Da wurde jüngst also wieder der Welt-Aids-Tag gefeiert. Gefeiert?

Durchaus, nach jahrelangen erfolglosen Kampagnen war diesmal Optimismus zu spüren. Nicht dass die Seuche besiegt wäre. Im Gegenteil, mehr Menschen denn je tragen das Virus in sich. Doch offensichtlich ist das Bewusstsein für das Ausmaß der Katastrophe gewachsen. Nie wurden im Kampf gegen Aids so viele Schlachten geschlagen wie in den vergangenen Monaten. Nach der Kapitulation der Pharmakonzerne beim Patente-Prozess in Südafrika und der Gründung des Welt-Aids-Fonds im Sommer betrachten die Aktivisten vor allem den jüngsten WTO-Gipfel in Qatar als Durchbruch.

Bei dem Treffen der Welthandelsorganisation Mitte November konnten die ärmeren Ländern sich erstmals seit langem durchsetzen. Sie haben zehn Jahre mehr Zeit bekommen, um das so genannte Trips-Abkommen (Trade-related Aspects of Intellectual Property) umzusetzen, das den Umgang mit geistigem Eigentum regelt. Das heißt, sie dürfen Arzneipatente nun noch bis zum Jahr 2016 ignorieren, wenn sie die nationale Gesundheit bedroht sehen. Sie müssen dann nicht die teuren Medikamente des Nordens kaufen, sondern können auf kostengünstige Imitate ausweichen.

Lange haben die Delegierten in Qatar gestritten, ob "Probleme" als Auslöser genügen oder ob erst eine "Krise", also eine Epidemie, diagnostiziert werden muss. Die Unterhändler entschieden sich für die weichere Formulierung. Ohne die Antrax-Anschläge in den USA lässt sich das nicht erklären. Während die Amerikaner sich in Südafrika noch zum Fürsprecher geistigen Eigentums machten, dachten sie nach den ersten Milzbrandopfern selbst darüber nach, ein Arzneipatent auszuhebeln.

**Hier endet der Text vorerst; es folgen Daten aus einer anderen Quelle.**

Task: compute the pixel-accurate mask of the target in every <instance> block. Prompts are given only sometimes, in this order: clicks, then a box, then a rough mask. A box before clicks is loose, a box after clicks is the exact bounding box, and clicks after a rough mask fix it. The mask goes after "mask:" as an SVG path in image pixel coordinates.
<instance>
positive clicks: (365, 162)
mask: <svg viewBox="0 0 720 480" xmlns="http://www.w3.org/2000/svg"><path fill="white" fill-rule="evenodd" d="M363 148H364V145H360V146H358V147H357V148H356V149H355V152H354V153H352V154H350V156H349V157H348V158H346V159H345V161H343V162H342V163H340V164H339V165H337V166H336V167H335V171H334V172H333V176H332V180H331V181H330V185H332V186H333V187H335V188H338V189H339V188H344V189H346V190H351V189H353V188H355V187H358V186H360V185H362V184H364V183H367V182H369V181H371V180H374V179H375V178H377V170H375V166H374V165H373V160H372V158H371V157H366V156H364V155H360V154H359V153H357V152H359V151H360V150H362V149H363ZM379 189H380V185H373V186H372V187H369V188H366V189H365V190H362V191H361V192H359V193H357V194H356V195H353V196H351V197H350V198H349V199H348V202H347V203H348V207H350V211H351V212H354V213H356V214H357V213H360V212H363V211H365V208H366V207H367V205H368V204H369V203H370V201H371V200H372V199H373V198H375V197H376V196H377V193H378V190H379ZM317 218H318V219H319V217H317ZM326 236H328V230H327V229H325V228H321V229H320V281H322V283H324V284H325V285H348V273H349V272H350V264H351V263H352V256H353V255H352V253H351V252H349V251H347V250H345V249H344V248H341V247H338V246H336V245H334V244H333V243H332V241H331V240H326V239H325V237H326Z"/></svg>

Unklar ist allerdings, wie in einigen Monaten das Urteil über das Vertragswerk ausfallen wird. Die Vereinbarung bedarf jetzt erst einmal der Auslegung. Weit gereiste Unterhändler ringen um Kommuniqués, die es nur in Kurzform in die Nachrichten schaffen. Später erst kann ein Heer von Experten und Juristen die Details herausarbeiten. Doch dann sind die Eilmeldungen geschrieben, und die Fernsehteams haben ihre Kameras längst eingepackt. Im Fall von Qatar beginnt gerade die Exegese.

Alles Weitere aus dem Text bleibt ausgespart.